Hello Karel and all,
I'd like to ask you advice regarding proper usage of unshare+nsenter
to create persistent containers. I understand unshare(1) is rather
low-level, but it would like to still be able to understand how to use
it.
Apologise in advance for the long email, but I hope it will
result in better documentation (or at least better understanding for
me).
There are many bits and pieces of information
around (man pages and blogs and stack-overflow, etc.),
but I haven't been able to find an authoritative example
of using it to create a contained re-entrant persistent environment.

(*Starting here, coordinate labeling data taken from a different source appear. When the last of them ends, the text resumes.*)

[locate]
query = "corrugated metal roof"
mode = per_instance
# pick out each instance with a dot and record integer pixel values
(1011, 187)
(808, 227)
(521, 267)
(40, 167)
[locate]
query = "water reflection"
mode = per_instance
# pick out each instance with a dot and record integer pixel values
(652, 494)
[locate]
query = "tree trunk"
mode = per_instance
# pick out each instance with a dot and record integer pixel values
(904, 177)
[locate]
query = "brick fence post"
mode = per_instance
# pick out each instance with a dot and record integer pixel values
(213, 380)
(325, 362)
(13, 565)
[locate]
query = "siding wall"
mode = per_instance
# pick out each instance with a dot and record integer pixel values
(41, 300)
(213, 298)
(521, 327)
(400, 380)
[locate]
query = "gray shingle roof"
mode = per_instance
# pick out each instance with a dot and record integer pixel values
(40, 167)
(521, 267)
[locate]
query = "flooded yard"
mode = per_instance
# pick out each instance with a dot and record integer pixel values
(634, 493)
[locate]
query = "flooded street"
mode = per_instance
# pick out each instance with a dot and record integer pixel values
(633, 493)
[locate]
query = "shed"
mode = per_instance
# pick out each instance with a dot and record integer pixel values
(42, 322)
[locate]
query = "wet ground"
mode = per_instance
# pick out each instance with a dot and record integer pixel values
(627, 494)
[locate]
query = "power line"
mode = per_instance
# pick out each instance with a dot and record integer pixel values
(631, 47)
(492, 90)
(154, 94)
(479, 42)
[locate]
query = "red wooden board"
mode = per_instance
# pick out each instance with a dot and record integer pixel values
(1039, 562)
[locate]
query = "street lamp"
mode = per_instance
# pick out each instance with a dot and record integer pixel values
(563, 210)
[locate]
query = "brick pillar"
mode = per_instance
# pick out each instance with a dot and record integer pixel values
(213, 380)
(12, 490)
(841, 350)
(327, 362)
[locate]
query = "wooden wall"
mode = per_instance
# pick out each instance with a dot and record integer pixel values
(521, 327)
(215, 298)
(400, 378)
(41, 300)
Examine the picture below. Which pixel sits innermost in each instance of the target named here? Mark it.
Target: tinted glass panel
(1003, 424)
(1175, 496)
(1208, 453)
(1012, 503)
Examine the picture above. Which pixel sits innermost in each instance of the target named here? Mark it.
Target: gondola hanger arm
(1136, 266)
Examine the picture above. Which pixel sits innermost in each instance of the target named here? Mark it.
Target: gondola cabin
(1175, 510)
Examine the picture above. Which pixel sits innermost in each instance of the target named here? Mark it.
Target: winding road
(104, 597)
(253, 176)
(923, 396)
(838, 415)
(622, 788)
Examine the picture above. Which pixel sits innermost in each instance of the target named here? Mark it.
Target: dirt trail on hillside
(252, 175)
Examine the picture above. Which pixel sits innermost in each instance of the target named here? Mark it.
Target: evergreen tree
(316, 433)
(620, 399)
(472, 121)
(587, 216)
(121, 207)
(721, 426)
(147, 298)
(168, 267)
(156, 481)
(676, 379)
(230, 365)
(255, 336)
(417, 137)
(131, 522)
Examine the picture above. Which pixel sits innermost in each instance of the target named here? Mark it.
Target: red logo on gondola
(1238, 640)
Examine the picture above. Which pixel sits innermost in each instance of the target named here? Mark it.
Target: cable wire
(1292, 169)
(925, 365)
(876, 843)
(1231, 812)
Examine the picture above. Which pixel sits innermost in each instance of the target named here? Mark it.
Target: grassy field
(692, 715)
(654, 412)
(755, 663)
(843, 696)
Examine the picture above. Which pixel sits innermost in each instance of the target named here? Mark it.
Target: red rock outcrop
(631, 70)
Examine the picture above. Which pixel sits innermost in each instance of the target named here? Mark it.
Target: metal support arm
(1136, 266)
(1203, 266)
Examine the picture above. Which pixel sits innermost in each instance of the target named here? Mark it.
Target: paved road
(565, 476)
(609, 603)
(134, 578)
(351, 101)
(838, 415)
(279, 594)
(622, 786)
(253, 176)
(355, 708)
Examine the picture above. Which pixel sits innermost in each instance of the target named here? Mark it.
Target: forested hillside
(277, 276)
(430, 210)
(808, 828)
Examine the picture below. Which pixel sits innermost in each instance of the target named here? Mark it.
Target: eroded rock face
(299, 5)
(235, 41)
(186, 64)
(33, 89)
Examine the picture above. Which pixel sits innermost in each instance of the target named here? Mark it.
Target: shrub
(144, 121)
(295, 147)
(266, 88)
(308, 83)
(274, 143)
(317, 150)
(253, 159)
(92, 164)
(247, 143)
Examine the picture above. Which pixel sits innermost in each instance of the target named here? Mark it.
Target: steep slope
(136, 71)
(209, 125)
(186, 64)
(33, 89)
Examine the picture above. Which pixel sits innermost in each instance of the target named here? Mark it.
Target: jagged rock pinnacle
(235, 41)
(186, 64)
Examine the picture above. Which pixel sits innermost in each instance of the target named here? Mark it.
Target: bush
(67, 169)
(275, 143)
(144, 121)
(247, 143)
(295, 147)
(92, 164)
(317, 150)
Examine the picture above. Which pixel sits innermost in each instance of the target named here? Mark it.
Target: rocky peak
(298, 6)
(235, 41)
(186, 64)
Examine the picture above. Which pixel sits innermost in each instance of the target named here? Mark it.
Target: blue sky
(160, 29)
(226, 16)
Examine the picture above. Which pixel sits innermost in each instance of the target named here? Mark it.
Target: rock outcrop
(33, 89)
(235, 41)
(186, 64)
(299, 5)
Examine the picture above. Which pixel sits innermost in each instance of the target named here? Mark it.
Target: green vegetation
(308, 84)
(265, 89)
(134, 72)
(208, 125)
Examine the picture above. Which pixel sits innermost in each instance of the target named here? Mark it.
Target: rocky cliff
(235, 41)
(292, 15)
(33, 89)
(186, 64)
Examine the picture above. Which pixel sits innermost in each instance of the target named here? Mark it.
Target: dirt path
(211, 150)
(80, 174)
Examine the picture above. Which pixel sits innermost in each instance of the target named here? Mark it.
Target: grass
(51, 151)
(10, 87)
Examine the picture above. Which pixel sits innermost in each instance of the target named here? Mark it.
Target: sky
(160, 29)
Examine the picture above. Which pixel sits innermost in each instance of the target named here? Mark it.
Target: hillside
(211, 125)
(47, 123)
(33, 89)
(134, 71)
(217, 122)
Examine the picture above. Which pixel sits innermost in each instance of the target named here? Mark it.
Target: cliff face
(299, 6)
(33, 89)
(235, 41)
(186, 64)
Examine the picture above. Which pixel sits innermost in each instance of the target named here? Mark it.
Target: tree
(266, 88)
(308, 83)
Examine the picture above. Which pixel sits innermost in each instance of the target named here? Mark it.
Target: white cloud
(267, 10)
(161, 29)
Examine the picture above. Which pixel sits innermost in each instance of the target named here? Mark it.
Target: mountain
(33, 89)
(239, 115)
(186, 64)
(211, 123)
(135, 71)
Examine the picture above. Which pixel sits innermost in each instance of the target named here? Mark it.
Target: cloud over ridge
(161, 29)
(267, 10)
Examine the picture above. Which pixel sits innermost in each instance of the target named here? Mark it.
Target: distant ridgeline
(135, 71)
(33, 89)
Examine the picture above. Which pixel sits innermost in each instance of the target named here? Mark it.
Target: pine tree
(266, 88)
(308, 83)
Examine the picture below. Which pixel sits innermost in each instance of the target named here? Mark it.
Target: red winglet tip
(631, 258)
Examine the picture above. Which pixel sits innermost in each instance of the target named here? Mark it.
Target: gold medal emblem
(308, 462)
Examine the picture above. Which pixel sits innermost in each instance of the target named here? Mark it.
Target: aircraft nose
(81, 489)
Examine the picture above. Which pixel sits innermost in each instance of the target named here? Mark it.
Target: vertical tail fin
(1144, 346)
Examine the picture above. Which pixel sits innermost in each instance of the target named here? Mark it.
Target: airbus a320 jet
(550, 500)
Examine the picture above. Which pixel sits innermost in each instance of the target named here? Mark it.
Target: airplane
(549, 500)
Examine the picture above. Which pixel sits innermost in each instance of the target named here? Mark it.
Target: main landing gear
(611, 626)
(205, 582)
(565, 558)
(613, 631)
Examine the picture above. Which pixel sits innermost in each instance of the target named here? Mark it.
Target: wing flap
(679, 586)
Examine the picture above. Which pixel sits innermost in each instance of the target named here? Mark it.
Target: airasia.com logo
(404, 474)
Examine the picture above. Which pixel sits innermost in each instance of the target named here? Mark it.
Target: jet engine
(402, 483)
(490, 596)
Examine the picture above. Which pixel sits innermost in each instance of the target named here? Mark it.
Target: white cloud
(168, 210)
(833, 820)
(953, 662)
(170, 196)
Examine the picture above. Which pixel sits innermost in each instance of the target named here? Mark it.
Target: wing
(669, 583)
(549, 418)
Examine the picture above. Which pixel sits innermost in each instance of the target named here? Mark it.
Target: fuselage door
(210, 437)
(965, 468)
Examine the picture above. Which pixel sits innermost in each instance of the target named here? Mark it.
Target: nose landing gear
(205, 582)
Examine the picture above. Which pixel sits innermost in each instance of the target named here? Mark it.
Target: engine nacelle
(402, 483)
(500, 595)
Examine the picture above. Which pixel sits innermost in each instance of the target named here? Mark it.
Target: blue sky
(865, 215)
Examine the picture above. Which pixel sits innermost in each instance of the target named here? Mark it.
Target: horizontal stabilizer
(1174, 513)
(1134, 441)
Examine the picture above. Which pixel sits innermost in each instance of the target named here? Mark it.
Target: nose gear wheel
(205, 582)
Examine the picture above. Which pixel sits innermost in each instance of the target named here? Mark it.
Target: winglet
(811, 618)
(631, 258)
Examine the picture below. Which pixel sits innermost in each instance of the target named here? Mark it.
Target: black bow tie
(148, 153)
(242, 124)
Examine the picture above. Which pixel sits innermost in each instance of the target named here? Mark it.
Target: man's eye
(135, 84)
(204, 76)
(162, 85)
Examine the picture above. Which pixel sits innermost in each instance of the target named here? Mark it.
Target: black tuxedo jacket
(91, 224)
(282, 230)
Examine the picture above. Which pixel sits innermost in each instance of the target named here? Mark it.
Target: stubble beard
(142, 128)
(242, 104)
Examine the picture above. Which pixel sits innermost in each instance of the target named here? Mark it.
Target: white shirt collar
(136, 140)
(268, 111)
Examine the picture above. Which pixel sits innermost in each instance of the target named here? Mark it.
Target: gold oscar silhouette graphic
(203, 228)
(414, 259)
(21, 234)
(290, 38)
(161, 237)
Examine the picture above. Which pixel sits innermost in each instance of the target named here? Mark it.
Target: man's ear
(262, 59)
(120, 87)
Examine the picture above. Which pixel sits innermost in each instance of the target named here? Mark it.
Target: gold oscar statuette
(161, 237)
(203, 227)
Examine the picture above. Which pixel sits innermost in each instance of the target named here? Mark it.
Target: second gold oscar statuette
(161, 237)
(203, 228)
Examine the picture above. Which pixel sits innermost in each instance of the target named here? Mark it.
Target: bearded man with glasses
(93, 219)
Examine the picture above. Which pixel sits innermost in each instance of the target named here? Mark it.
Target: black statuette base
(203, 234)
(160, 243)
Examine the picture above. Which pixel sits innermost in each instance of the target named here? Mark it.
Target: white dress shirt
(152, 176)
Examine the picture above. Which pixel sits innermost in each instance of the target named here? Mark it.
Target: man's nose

(If I missed it, please do point me to it).
Step 1: preparations
--------------------
All my testing was done stock Debian 8.7,
with kernel 3.16.39-1+deb8u1,
and util-linux 2.29.2 compiled from source.
All commands run as 'root'.
Extrapolating from unshare's man page about creating
a persistent environment:
basedir=/var/namespaces/ns1
mkdir -p $basedir
mount --bind $basedir $basedir
mount --make-private $basedir
for i in uts mnt pid net ipc user ;
do
touch $basedir/$i
done
Are these correct?
Step 2: creating shared namespace
---------------------------------
(for now, I'm ignoring user-namespace, as it brings
its own complications.)
Starting a new environment using the following:
unshare --uts=$basedir/uts \
--mount=$basedir/mnt \
--ipc=$basedir/ipc \
--pid=$basedir/pid \
--net=$basedir/net \
--mount-proc \
--fork \
sh -c 'hostname foobar ; exec /bin/bash -il'
And indeed I get a prompt inside the container:
root@foobar# ps ax
PID TTY STAT TIME COMMAND
1 pts/2 S 0:00 /bin/bash -il
8 pts/2 R+ 0:00 ps ax
root@foobar# ifconfig -a
lo Link encap:Local Loopback
LOOPBACK MTU:65536 Metric:1
RX packets:0 errors:0 dropped:0 overruns:0 frame:0
TX packets:0 errors:0 dropped:0 overruns:0 carrier:0
collisions:0 txqueuelen:0
RX bytes:0 (0.0 B) TX bytes:0 (0.0 B)
On the outside host, I see the mounts and the namespaces:
# findmnt -O TARGET
[...]
└─/var/namespaces/ns1
├─/var/namespaces/ns1/ipc
├─/var/namespaces/ns1/uts
├─/var/namespaces/ns1/net
├─/var/namespaces/ns1/pid
└─/var/namespaces/ns1/mnt
# lsns
NS TYPE NPROCS PID USER COMMAND
[...]
4026532329 mnt 2 19221 root unshare --uts=..
4026532330 uts 2 19221 root unshare --uts=..
4026532331 ipc 2 19221 root unshare --uts=..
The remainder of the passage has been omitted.